Audit Committee Financial Expert.   Our board of directors has concluded that Mr. Reams satisfies the requirements for an audit committee financial expert pursuant to rules adopted by the Securities and Exchange Commission. Mr. Reams qualifies as an independent director pursuant to the standards of the American Stock Exchange. In addition:

·       Mr. Reams, who is an audit committee financial expert, will not be deemed expert for any purpose, including without limitation for purposes of section 11 of the Securities Act of 1933 (15 U.S.C. 77k), as a result of being designated or identified as an audit committee financial expert.

·       The designation or identification of Mr. Reams as an audit committee financial expert does not impose on him any duties, obligations or liability that are greater than the duties, obligations and liability imposed on him as a member of our audit committee and board of directors in the absence of such designation or identification.

·       The designation or identification of Mr. Reams as an audit committee financial expert does not affect the duties, obligations or liability of any other member of our audit committee or our board of directors.

Our audit committee operates pursuant to a written amended and restated charter approved by our board of directors.

Compensation Committee.   Our board of directors has established a compensation committee to determine compensation, including granting awards under our stock incentive plans, for our officers. However, we do not intend to make any further option awards to our executives or to any other person. Our compensation committee consists of Messrs. Wax, Reams and Jones, each of whom is independent under the rules of the American Stock Exchange.

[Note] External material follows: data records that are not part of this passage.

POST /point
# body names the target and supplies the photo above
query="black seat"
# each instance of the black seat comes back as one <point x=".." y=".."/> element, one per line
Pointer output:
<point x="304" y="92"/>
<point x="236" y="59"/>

The chairman of our compensation committee is Mr. Wax.

Nominating Committee.   Our board of directors has established a nominating committee to nominate individuals for election to the board of directors. Our nominating committee consists of Messrs. Wax, Reams and Jones, each of whom is independent under the rules of the American Stock Exchange. The chairman of our nominating committee is Mr. Reams. Our nominating committee does not have a charter.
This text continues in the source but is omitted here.